Black activists have united this week, following the confirmation and swearing in of U.S. Attorney General Jeff Sessions — a man they see as a fundamental threat to communities of color and to historic civil rights protections.
In statements released Wednesday and Thursday, the Movement for Black Lives, the NAACP and the National Urban League, among other groups, called confirmation of the longtime Republican senator from Alabama “terrifying,” “a scandal” and “a grave mistake.”
The groups are pledging to remain vigilant against threats to civil rights, voting rights and criminal justice reforms, by applying pressure to the elected officials charged with oversight of the U.S. Department of Justice and resistance through protest.
“The appointment of Jefferson Sessions is a terrifying affirmation of what many of us already knew, that the federal government, and the Department of Justice specifically, will be used as weapons against our communities under this administration,” read a statement from the Movement for Black Lives, a collective of over 50 black activists groups that make up the Black Lives Matter movement.
“From the threat to defund the [DOJ] Civil Rights Division, to the appointment of an attorney general whose racism has been called out by his colleagues, it is clear the federal government will do nothing to end the state-sanctioned killing of our people by police, the theft of our votes, the continued criminalization of our children or the persecution of LGBTQ people,” the movement’s statement read.
Sessions, who took his oath in the Oval Office of the White House on Thursday, faced a bitterly contentious and partisan battle to become the nation’s chief law enforcement official. Senate Democrats almost universally opposed Sessions’ confirmation, which he won in a 52-47 vote on Wednesday.
In their opposition to Sessions, progressives cited the Alabama senator’s record of opposing federal civil rights legislation, denouncing criminal justice reforms and Black Lives Matter protests as an attack on police officers and attacking black voter registration efforts in the south. Sessions’ failed to win confirmation to a federal judgeship in the 1980s, when he was dogged by allegation of racial insensitivity during his time as a federal prosecutor in Alabama.
During his confirmation hearings, Sessions vehemently denied the allegations that he harbors animus toward blacks and immigrants or that he ever supported the Ku Klux Klan.
"Sessions is a career racist who has opposed the Voting Rights Act, taken extreme views on immigration and free speech, and referred to a black federal prosecutor as ‘boy,’” Rashad Robinson, executive director of the racial justice group, Color of Change, said in a statement.
“In voting to confirm him, each one of these Senators is rubber stamping this White House’s racist, right wing agenda to steal our rights, our freedoms and our country,” Robinson added. “They have voted to sell off the legacy of the civil rights movement.”

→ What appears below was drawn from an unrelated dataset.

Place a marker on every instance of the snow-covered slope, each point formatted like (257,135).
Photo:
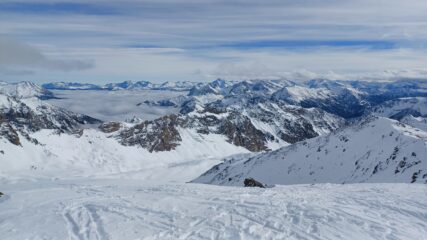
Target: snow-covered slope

Leaders of the NAACP pledged to turn the pressure up on officials over bread and butter issues for community of color. “Rather than hang our heads in despair, the NAACP will continue to hold the new [attorney general] and the Department of Justice accountable for enforcing protections against voter suppression, the use of consent decrees as a means of reining in racism within police departments, protection of women's rights and the humane treatment for immigrant communities and sanctuary cities,” their statement read.
Following Sessions’ swearing in ceremony Thursday, President Donald Trump signed three executive orders he said were aimed at restoring safety in the United States. One of the orders Trump called for the creation of “new crimes” to reduce violence against law enforcement officers.
“It’s a shame what’s been happening to the really great law enforcement officers,” Trump said during the swearing in ceremony. It should be noted that the number of officers who are feloniously killed in the line of duty has trended downward over several decades.
That executive order, in particular, has caused alarm among BLM activists whose tactics have been maligned by conservatives as a threat to policing and “law and order” in the U.S.
"Our job is not to make life more comfortable for the rioter, the looter or the violent disrupter,” the Trump White House states on its website.
Since 2014, when the movement took off as a response to a spate of police killings of black men and women, many activists worried how law enforcement might be used to foil or infiltrate their ranks. Some groups sought transparency around police surveillance of Black Lives Matter demonstrations, in the wake of the deaths of Michael Brown in Ferguson, Missouri, and Eric Garner in New York City.
“Now, at a time when the FBI has sweeping surveillance powers, we must buckle down and prepare for increased criminalization while trying to protect the most vulnerable among us, especially our Muslim and immigrant communities being targeted by Trump’s administration,” the Movement for Black Lives’ statement read.
Their statement continued: “We will continue doing what we’ve always done; we will resist, fight and build our communities with dignity and a vision for the future that includes thriving communities for our people, and freedom from systemic racism and oppression for all people.”